Envolveu-se numa séria polêmica com o bispo diocesano, valendo-se de uma
linguagem agressiva nas suas cartas e escritos. O bispo exonerou-o de suas
funções e, pelo que consta, os protestantes o teriam sondado para ser seu
pregador, o que de fato não aconteceu. Essa foi a vivência mais importante dos
colonos alemães com o espírito do catolicismo luso-brasileiro. Pelo visto não
fez estragos pois, foi transitória e limitada ao
convívio de um sacerdote em particular e não inserido numa comunidade mista com
luso-brasileiros.
Depois de alguns
anos de uma assistência religiosa
irregular, Bom Jardim foi elevado à condição de paróquia autônoma em 1859 e
confiada as padres jesuítas. O fato se
deu um pouco antes da celebração do Concílio Vaticano I. Nele foram definidos a
doutrina, os preceitos morais e as normas disciplinares eclesiásticas que
deveriam nortear a implantação da Restauração Católica. Acontece que os
jesuítas por tradição e por imposição do seu estatuto, alinham-se na vanguarda
da Igreja e costumam ocupar postos avançados na implantação de seus projetos.
Nada mais normal, portanto, que batalhassem
para tornar a Igreja Restaurada uma realidade entre os colonos alemães.

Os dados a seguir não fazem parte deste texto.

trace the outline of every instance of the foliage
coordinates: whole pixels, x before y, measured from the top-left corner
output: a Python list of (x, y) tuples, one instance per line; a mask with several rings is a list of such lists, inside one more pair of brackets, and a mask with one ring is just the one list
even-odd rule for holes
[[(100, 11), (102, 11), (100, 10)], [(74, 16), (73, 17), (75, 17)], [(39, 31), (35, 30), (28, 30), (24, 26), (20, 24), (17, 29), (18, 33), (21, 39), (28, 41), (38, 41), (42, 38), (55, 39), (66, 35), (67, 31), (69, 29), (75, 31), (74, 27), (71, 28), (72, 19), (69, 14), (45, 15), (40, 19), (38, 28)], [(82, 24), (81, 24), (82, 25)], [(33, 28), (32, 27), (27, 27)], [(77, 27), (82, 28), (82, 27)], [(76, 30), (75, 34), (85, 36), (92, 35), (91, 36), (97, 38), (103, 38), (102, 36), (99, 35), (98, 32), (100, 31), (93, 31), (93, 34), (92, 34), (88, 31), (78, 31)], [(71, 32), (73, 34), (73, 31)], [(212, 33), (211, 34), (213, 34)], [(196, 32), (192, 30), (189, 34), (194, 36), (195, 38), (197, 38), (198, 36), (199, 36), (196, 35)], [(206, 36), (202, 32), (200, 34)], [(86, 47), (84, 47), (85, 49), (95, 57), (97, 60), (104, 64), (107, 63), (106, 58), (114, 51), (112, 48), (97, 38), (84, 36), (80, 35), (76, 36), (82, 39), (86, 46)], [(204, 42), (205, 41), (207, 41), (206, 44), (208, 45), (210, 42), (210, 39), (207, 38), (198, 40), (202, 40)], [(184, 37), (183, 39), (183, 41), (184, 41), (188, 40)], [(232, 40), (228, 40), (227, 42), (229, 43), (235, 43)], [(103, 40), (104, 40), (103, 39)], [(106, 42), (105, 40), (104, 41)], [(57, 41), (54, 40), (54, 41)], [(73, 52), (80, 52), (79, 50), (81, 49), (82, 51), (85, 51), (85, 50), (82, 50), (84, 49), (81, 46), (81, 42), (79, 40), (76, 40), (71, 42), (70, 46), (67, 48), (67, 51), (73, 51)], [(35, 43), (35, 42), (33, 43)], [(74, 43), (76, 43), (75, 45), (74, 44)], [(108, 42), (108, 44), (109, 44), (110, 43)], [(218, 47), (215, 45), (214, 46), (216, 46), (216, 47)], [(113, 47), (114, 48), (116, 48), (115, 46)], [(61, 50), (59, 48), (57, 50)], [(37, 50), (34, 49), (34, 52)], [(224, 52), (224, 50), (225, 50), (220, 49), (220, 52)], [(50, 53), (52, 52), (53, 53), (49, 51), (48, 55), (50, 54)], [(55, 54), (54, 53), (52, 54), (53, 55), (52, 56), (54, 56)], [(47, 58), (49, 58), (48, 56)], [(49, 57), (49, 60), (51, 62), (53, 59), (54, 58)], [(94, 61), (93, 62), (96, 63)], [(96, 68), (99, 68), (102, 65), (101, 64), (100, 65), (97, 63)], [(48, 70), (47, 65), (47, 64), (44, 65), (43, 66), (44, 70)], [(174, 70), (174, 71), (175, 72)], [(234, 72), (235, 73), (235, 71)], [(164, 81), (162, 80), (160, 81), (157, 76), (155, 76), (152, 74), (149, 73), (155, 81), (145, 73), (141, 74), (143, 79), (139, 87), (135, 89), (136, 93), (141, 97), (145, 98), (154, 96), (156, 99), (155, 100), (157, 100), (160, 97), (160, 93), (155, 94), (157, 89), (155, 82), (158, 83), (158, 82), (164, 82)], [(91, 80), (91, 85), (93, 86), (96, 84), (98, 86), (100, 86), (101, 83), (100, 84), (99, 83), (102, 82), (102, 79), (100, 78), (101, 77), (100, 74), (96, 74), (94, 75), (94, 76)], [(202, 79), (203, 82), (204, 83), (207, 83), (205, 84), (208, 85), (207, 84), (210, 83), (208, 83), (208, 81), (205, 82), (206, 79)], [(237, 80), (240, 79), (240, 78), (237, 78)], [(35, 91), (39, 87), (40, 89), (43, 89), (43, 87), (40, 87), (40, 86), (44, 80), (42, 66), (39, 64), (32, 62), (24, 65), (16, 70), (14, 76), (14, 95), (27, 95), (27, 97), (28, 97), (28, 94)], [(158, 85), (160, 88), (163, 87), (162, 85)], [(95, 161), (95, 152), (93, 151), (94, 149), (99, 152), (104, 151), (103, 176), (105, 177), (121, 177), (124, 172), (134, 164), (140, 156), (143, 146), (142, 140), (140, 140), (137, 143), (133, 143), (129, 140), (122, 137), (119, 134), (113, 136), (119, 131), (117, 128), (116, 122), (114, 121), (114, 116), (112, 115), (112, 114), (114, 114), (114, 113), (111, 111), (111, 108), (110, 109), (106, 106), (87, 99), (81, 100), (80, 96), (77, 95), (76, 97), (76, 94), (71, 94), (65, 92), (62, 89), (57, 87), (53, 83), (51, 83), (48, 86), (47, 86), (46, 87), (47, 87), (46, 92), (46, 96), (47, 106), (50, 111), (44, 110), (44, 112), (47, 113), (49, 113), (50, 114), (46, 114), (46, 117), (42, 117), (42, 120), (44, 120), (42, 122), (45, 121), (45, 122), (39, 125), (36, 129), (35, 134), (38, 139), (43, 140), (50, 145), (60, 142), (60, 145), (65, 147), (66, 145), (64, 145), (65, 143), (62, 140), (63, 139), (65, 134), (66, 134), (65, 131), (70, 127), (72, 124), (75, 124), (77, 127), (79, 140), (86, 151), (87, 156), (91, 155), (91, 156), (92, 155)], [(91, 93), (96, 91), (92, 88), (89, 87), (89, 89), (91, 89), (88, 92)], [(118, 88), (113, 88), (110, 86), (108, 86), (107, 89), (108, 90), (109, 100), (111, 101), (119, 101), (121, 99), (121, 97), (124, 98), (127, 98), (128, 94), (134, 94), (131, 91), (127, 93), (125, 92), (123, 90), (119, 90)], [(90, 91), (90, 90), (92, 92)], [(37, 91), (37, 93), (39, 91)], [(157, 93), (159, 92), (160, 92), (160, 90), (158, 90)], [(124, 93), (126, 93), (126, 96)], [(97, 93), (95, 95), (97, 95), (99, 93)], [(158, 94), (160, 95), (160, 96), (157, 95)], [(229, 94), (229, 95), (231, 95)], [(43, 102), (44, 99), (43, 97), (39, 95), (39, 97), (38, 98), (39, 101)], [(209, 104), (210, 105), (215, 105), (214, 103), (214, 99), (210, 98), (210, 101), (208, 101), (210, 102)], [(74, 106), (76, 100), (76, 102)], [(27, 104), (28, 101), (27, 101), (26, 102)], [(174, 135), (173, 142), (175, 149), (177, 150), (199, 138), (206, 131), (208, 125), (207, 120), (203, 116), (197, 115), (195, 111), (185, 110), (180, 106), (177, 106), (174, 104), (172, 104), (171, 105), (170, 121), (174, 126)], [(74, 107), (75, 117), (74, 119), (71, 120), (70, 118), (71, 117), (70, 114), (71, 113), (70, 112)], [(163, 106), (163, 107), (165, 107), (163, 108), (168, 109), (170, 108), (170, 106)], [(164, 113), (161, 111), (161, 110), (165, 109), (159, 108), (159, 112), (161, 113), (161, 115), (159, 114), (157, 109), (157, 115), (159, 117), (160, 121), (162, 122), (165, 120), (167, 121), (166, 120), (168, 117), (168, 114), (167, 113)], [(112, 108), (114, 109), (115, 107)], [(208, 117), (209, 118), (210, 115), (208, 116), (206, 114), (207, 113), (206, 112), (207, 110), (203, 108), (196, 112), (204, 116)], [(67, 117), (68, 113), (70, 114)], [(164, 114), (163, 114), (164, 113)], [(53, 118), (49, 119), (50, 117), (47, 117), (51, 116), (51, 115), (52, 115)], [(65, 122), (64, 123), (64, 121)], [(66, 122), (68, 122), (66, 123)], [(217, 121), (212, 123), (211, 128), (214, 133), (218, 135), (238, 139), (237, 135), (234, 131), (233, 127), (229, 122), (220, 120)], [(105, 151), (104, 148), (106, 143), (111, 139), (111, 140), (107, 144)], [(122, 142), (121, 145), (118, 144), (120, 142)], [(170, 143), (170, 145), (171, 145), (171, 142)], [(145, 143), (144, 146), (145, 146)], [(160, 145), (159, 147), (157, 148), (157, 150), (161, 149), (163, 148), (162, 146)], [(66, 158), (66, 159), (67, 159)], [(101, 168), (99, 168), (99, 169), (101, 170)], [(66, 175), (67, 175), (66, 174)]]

Entende-se que abraçassem a tarefa com o fervor, diria quase com o furor de
pioneiros. Essa característica é flagrante e subentendida nas passagens da Crônica que se ocupam com a
ação pastoral e o espírito religioso daquela comunidade. Para entender o
autor ao definir a autoridade e a
competência do pároco, do bispo, do papa, é preciso situar-se numa realidade histórica em que a hierarquização e,
conseqüentemente, a hierarquia na Igreja, era levada ao quase extremo, pois,
constituía-se num dos pilares mestre sem
o qual todo o Projeto da Restauração
estava comprometido. No mesmo sentido vai a exigência, próximo ao
exagero, ao ressaltar a necessidade da pureza doutrinária, a correção dos
costumes e o comportamento ao fustigar as aberrações e desvios . Riolando Azzi,
estudioso das questões da História da Igreja, assim definiu a discrepância
entre a cristandade luso-brsileira e o cristianismo da Restauração Católica,
que ele chamou de Cristandade Clerical.
“Daí surge uma
diferença bem significativa entre a Cristandade Luso-brasileira e essa nova
Cristandade em formação. Na Cristandade colonial predominava a idéia de que a
instituição eclesiástica fazia parte
integrante do próprio estado lusitano católico. A fé, portanto, permeava as próprias
instituições políticas. Já nas áreas de imigração existe uma separação muito
nítida, entre as manifestações religiosas e a esfera política do Estado
brasileiro, geralmente minimizada ou ignorada. Na medida em que padres
seculares se instalaram na região dos imigrantes, as vinculações mais
expressivas serão feitas com a Santa Sé. Por isso, ao analisar o catolicismo de
imigração no Rio Grande do Sul, Luis de Boni chega a indicar a formação de um
verdadeiro “estado papal”. (Rambo, A.B.
A igreja dos Imigrantes ... idem p. 63)
Na nota introdutória
da Crônica o autor deixa claro que entre os motivos que levaram a escrevê-la, sobressaem
dois. Em primeiro lugar não deixar
cair no esquecimento a história de Bom
Jardim: os começos na mata virgem; o envolvimento dos colonos nos
acontecimentos históricos como a Revolução Farroupilha, a Guerra do Paraguai, a
Guerra contra Rosas, o episódio dos Mucker, o surto de varíola, a Revolução
Federalista; a progressiva inserção na
comunidade nacional; a evolução e a consolidação da colonização sob todos os
seus aspectos.
Em segundo
lugar fixa-se a Crônica na história da paróquia e da comunidade
católica. Se sob todos os aspectos relata até às minúcias a história local, não
deixa de ser uma amostra paradigmática para a colonização alemã no Sul do
Brasil em geral e ao mesmo tempo não deixa de ser uma história confessional,
por declarar ser uma história da comunidade católica. Com isso fica faltando a
história da comunidade protestante, levemente mais numerosa. Em luar nenhum na
Crônica o Pe. Schlitz se refere em tom de animosidade contra os protestantes.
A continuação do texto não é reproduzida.